Mau Punya Bisnis Uang Elektronik? Ini Syaratnya

Mau Punya Bisnis Uang Elektronik? Ini Syaratnya

Fadhly Fauzi Rachman - detikFinance
Senin, 07 Mei 2018 15:54 WIB
Foto: Angga Aliya ZR Firdaus/detikFinance
Jakarta - Bank Indonesia (BI) menerbitkan aturan baru terkait penyelenggaraan uang elektronik di Indonesia. Aturan tersebut tertuang dalam Peraturan Bank Indonesia (PBI) nomor 20/6/PBI/2018 yang diundangkan tanggal 4 Mei 2018.

Dengan terbitnya aturan ini, maka ada sejumlah penyesuaian dalam hal penyelenggaraan uang elektronik.

Secara garis besar, PBI ini mengatur perihal tata cara pengajuan dan penerbitan izin penyelenggara uang elektronik, pembatasan minimal modal disetor hingga pembatasan porsi pemegang saham asing dalam perusahaan penyedia layanan uang elektronik.

SCROLL TO CONTINUE WITH CONTENT

Dengan aturan ini, diharapkan penyelenggaraan uang elektronik di tanah air lebih transparan.

Perbedaan paling mendasar pada aturan ini dengan aturan sebelumnya adalah masalah pembagian lini bisnis dalam penyelenggaraan jasa uang elektronik.
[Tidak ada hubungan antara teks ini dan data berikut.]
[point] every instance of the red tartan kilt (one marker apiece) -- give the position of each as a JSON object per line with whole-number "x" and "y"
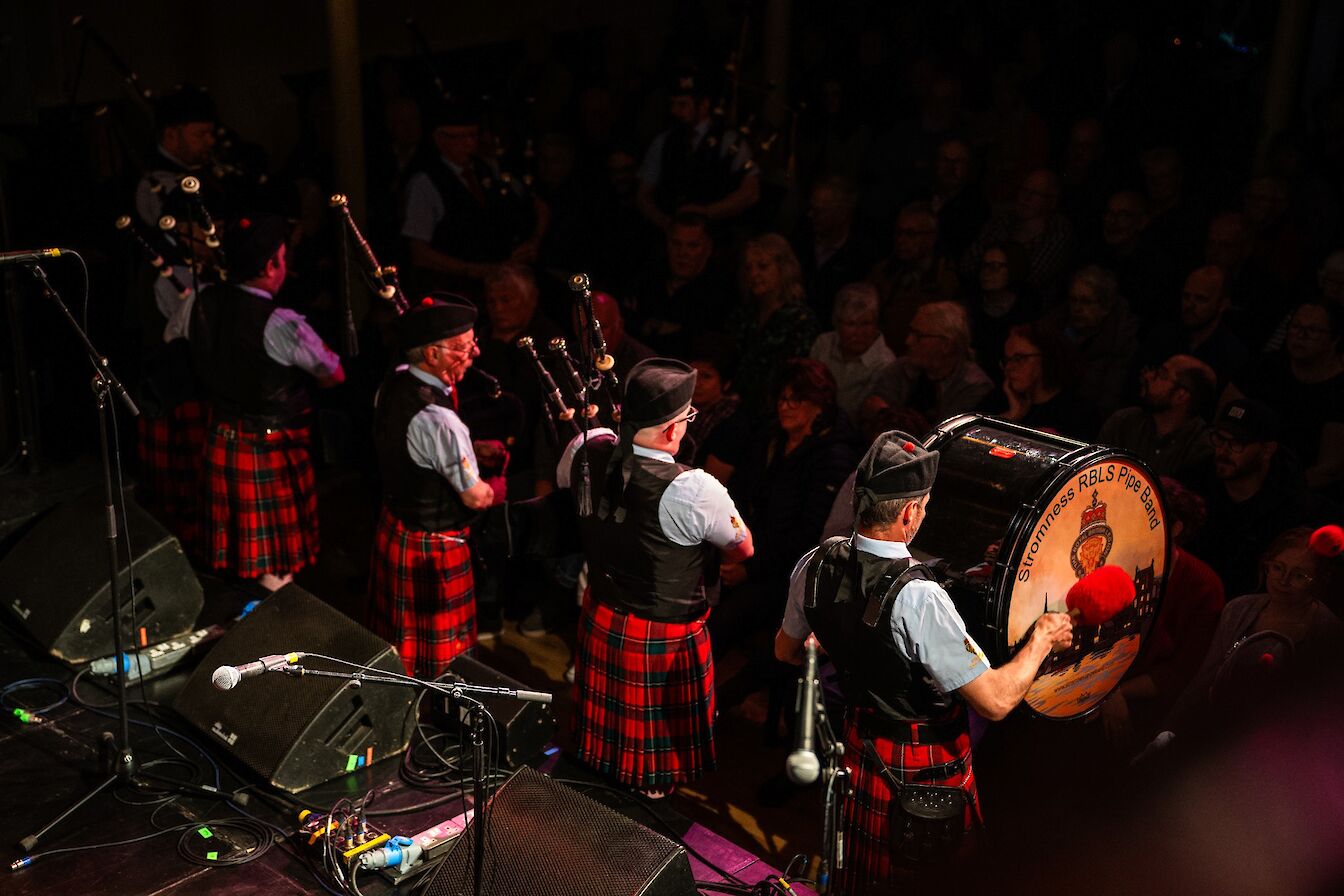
{"x": 172, "y": 460}
{"x": 262, "y": 500}
{"x": 424, "y": 601}
{"x": 867, "y": 844}
{"x": 644, "y": 697}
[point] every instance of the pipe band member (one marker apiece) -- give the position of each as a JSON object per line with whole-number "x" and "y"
{"x": 424, "y": 599}
{"x": 254, "y": 360}
{"x": 653, "y": 543}
{"x": 906, "y": 666}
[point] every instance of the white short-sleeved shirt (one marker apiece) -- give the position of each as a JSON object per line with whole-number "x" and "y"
{"x": 694, "y": 508}
{"x": 925, "y": 625}
{"x": 438, "y": 439}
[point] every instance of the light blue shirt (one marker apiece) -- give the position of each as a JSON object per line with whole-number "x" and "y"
{"x": 438, "y": 439}
{"x": 925, "y": 625}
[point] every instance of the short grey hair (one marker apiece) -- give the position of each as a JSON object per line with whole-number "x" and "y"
{"x": 855, "y": 302}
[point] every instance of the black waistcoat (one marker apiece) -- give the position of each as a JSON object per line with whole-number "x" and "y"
{"x": 848, "y": 605}
{"x": 632, "y": 564}
{"x": 227, "y": 325}
{"x": 420, "y": 497}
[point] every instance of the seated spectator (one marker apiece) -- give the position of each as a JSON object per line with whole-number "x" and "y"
{"x": 1258, "y": 492}
{"x": 1098, "y": 325}
{"x": 683, "y": 294}
{"x": 1168, "y": 429}
{"x": 936, "y": 376}
{"x": 1300, "y": 636}
{"x": 1038, "y": 374}
{"x": 789, "y": 484}
{"x": 1034, "y": 220}
{"x": 719, "y": 430}
{"x": 828, "y": 246}
{"x": 773, "y": 323}
{"x": 1202, "y": 331}
{"x": 1003, "y": 301}
{"x": 1305, "y": 383}
{"x": 1179, "y": 637}
{"x": 956, "y": 198}
{"x": 855, "y": 351}
{"x": 1144, "y": 269}
{"x": 913, "y": 274}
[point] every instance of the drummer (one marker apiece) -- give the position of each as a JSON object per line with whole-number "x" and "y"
{"x": 907, "y": 668}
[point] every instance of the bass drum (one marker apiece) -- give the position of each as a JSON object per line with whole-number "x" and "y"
{"x": 1018, "y": 516}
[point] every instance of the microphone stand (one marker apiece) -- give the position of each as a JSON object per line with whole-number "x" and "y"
{"x": 461, "y": 693}
{"x": 835, "y": 781}
{"x": 105, "y": 383}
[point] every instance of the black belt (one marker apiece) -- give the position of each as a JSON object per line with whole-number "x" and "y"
{"x": 906, "y": 731}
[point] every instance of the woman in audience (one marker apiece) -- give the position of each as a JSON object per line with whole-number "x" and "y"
{"x": 1038, "y": 372}
{"x": 774, "y": 323}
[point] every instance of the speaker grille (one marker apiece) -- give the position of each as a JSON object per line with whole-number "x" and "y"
{"x": 543, "y": 837}
{"x": 297, "y": 732}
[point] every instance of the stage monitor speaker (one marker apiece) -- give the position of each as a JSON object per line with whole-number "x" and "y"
{"x": 524, "y": 727}
{"x": 54, "y": 582}
{"x": 299, "y": 731}
{"x": 543, "y": 837}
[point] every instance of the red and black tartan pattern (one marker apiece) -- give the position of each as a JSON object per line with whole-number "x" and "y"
{"x": 172, "y": 461}
{"x": 645, "y": 697}
{"x": 867, "y": 842}
{"x": 262, "y": 500}
{"x": 424, "y": 598}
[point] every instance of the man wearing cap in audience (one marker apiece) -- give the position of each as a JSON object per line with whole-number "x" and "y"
{"x": 254, "y": 360}
{"x": 695, "y": 165}
{"x": 463, "y": 215}
{"x": 421, "y": 580}
{"x": 653, "y": 533}
{"x": 905, "y": 658}
{"x": 1258, "y": 492}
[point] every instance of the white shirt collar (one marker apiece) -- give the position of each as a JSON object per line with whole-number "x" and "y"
{"x": 639, "y": 450}
{"x": 878, "y": 548}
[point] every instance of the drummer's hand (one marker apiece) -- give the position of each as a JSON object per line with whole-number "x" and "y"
{"x": 1055, "y": 629}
Pertama adalah Front End dan Back End.

"Terutama dalam hal pemberian izin berdasarkan jenis pelayanan yang dilakukan. Jangan sampai satu pemain menguasai setiap pos bisnis yang akhirnya menyebabkan bisnis tidak sehat," kata Onny Widjanarko, Direktur Eksekutif Departemen Kebijakan Sistem Pembayaran BI saat berbincang santai, Senin (7/5/2018).
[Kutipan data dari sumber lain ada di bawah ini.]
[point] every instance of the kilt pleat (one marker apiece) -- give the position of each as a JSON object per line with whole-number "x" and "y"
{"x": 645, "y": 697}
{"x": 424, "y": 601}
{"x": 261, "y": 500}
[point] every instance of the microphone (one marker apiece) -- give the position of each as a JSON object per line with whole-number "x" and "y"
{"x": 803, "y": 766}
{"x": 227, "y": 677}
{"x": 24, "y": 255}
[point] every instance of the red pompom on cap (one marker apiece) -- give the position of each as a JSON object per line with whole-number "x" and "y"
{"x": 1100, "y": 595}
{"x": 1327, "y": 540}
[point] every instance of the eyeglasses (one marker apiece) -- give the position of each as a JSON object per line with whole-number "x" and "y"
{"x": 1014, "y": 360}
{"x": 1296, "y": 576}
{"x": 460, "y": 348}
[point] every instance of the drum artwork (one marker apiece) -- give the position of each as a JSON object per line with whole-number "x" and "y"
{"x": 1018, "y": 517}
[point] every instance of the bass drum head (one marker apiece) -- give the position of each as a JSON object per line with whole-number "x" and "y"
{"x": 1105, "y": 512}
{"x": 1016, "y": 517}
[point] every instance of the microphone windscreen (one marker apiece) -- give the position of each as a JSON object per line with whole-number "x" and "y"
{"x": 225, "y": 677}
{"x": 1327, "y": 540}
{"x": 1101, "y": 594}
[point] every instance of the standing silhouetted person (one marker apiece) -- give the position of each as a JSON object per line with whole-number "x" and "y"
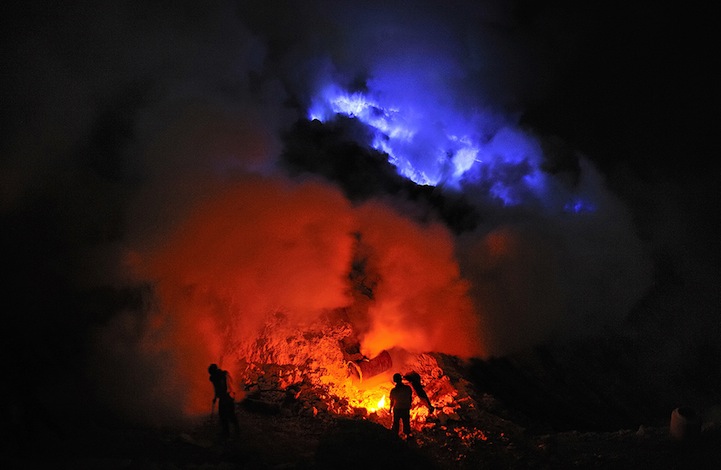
{"x": 400, "y": 398}
{"x": 226, "y": 403}
{"x": 415, "y": 379}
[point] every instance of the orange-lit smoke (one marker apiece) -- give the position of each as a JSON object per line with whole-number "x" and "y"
{"x": 269, "y": 246}
{"x": 258, "y": 248}
{"x": 421, "y": 302}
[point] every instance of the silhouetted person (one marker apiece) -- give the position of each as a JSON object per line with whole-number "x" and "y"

Bisnis Front End melingkupi penerbit uang elektronik, acquiring dan payment gateway alias gerbang pembayaran. Sementara untuk bisnis Back End melingkupi switching dan settlement.

"Jadi tidak boleh satu perusahaan mengajukan izin untuk dua kelompok perizinan yang berbeda. Misalnya dia mengajukan izin penerbitan uang elektronik (kelompok Front End) lalu dia mengajukan izin juga untuk switching atau settlement (kelompok Back End). Itu nggak boleh," tutur dia.

Perbedaan lainnya adalah terkait adanya holding period izin selama lima tahun. Artinya, pemegang izin tidak boleh berpindah lini bisnis atau menyerahkan izinnya ke perusahaan lain selama 5 tahun.

"Kenapa kita beri holding periode, supaya izin ini tidak diperjualbelikan. Makanya, perusahaan yang sudah dapat izin akan kita monitor sekali supaya tidak terjadi makelar izin," sebutnya.


Ia menambahkan, aspek lain yang dibahas dalam PBI uang elektronik terbaru ini adalah terkait dengan porsi pemegang saham asing dalam perusahaan penyedia layanan uang elektronik.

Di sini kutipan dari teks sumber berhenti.